Representantes dos setores criam a União Nacional da Cadeia Produtiva de Alimentos e Bebidas Não Alcoólicas (UNCAB)

Entidades do maior setor da indústria nacional, responsável por colocar na mesa dos brasileiros todos os anos mais de 270 milhões de toneladas de comida e bebidas não alcoólicas, lançaram um movimento pela valorização dessa cadeia produtiva fundamental para o País. A partir da união da Associação Brasileira da Indústria de Alimentos (ABIA), Associação Brasileira das Indústrias de Refrigerantes e de Bebidas Não Alcoólicas (ABIR), Associação Brasileira da Indústria de Chocolates, Amendoim e Balas (ABICAB) e Associação Brasileira das Indústrias de Biscoitos, Massas Alimentícias e Pães & Bolos Industrializados (ABIMAPI) nasceu a União Nacional da Cadeia Produtiva de Alimentos e Bebidas Não Alcoólicas, a UNCAB.

Responsável por 10,9% do PIB do Brasil, o setor gera em toda a cadeia produtiva 9,87 milhões de empregos diretos e indiretos. Dados da UNCAB mostram que a indústria brasileira de alimentos e bebidas processa 61% de tudo o que é produzido no campo. Com isso, o setor garante não só o desenvolvimento econômico e social do País, mas também leva alimentação diversa, segura e equilibrada à mesa dos brasileiros.

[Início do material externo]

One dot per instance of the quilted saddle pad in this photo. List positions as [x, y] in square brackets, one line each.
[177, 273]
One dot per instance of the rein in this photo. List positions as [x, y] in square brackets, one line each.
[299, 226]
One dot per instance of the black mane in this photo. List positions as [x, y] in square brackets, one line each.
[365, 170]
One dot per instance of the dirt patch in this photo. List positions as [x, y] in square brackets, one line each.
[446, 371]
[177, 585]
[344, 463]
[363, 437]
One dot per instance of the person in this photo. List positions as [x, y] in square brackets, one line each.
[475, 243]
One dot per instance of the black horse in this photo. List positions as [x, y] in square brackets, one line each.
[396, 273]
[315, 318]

A Uncab nasce para demonstrar a força do setor e discutir temas como insegurança alimentar e aumento de impostos Foto: Divulgação/Uncab

“Estamos oficializando uma união que já existe, na verdade, há muito tempo, com grande atuação em conjunto. Temos um poder significativo na geração de empregos, com fábricas de norte a sul do País, com uma capilaridade ímpar. Temos orgulho em fazer parte da solução com engajamento em muitas agendas positivas e compromissos robustos”, afirma Victor Bicca, presidente da Associação Brasileira das Indústrias de Refrigerantes e de Bebidas Não Alcoólicas (ABIR).

A UNCAB nasce não só para demonstrar a importância e a força do setor, mas também para discutir temas como insegurança alimentar e questionar, por exemplo, aumento de impostos e a não elevação da carga tributária sobre alimentos e bebidas não alcoólicas. “Estamos vivendo um ano desafiador pela discussão da reforma tributária no Congresso. Lutar contra o aumento de impostos significa defender o acesso democrático aos alimentos”, diz o presidente executivo da Associação Brasileira da Indústria de Chocolates, Amendoim e Balas (ABICAB), Jaime Recena.

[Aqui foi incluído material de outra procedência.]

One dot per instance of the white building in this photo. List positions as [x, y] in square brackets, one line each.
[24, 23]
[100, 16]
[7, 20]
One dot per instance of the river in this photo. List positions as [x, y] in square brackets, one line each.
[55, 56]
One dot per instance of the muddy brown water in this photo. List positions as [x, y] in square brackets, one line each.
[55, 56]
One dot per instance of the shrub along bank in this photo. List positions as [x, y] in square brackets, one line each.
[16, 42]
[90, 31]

O investimento em inovação e em novos processos, ingredientes e formulações é um dos pilares do setor ­– com o montante de R$ 36 bilhões aplicados somente em 2023. São mais de 38 mil empresas – das quais 35 mil são micro, pequenas e médias – produzindo alimentos todos os dias.

“A indústria de alimentos e bebidas tem uma importância inegável para o desenvolvimento econômico e social do País, é o maior setor econômico do Brasil. Entretanto, vem sendo muito atacada e, neste momento de regulamentação da reforma tributária, há ONGs e grupos de pressão pedindo o aumento de impostos sobre os alimentos chamados de ‘ultraprocessados’, um conceito que não encontra consenso científico nacional ou internacional. Somos o celeiro do mundo e nos firmamos como o maior exportador de alimentos industrializados do planeta. Não faz sentido ter nem um cidadão brasileiro passando fome. É constrangedor que venham pedir aumento de imposto sobre qualquer tipo de alimento”, diz João Dornellas, presidente executivo da ABIA.

O setor evoluiu nas últimas décadas em todas as categorias e em toda a cadeia, e essa inovação se dá do campo até a embalagem. Com isso, os brasileiros vêm ganhando cada vez mais opções de alimentos e bebidas, com diversos perfis nutricionais, e que se adaptam ao gosto, à necessidade e ao estilo de vida dos consumidores.

“O lançamento da UNCAB é uma demonstração do nosso compromisso em enfrentar desafios relevantes da indústria brasileira de alimentos e bebidas. Esse marco enfatiza nossa dedicação e nosso cuidado em abordar questões que têm um impacto direto nos interesses dos consumidores, enquanto garantimos o acesso a alimentos seguros e de qualidade. Em um país onde milhões de pessoas enfrentam a insegurança alimentar, esse compromisso se torna ainda mais crucial”, finaliza Claudio Zanão, presidente executivo da  Associação Brasileira das Indústrias de Biscoitos, Massas Alimentícias e Pães & Bolos Industrializados (ABIMAPI).